Advocates for online voting claim that being able to use your smartphone to cast your ballot would increase voter turnout. However, studies performed in other countries show that Internet voting has a negligible effect on voter participation. For instance, efforts in Canada and Switzerland found that it only caused some people to vote earlier but didn’t actually cause more people to vote.
What’s the Matter With Polling? – The New York Times
Expansion of cellphone use has been identified as one of the main trends that’s driving the increasing unreliability of election polling in the United States. With an estimated 43% of people relying entirely on cell phones as their primary communication tool, the established practice of polling people by calling landline phone numbers has become outdated and inaccurate. So what’s the solution for election polling? What do we replace the old method with? How do we ensure the new strategy is effective?

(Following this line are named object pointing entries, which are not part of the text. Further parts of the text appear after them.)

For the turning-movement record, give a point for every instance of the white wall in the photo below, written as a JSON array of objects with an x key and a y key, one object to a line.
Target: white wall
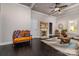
[
  {"x": 15, "y": 16},
  {"x": 70, "y": 14},
  {"x": 0, "y": 25},
  {"x": 36, "y": 18}
]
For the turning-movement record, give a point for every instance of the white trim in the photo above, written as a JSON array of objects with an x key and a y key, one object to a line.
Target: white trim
[
  {"x": 5, "y": 43},
  {"x": 35, "y": 37}
]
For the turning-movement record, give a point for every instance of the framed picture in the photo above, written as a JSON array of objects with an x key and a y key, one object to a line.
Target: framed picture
[{"x": 60, "y": 26}]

One thing that sociologists and polling experts agree on is that this process will take time and some experimentation.
Frontline’s analysis of voting laws nationwide shows that since the last presidential election, at least 18 states have introduced new regulations which, one way or the other, limit voters’ access to the ballot – for instance, cutting early-voting hours, limiting felons’ ability to vote, and imposing stricter voter ID laws. The latter, especially, has become the subject of numerous debates. Some argue that voter ID laws are in direct violation of the Voting Rights Act, and disproportionately impact poor and minority communities, who are less likely to have the money needed to obtain photo ID. Others claim that the laws are necessary to combat voter impersonation fraud and thus, protect the democratic process from potential scams and election falsification. The upcoming 2016 election may present the best test yet of the laws’ true impact.
Online Voter Registration. Trends in Development and Implementation – The Pew Charitable Trusts
When President Barack Obama was first elected in 2008, Arizona and Washington were the only two states that offered online voter registration. As of February 2016, a total of 30 states offer that service. This report outlines the benefits of online voter registration and also discusses some shortcomings and challenges that states face as they upgrade their voting operations systems.
*IDEA is not affiliated with any political party and promotes no particular political ideology.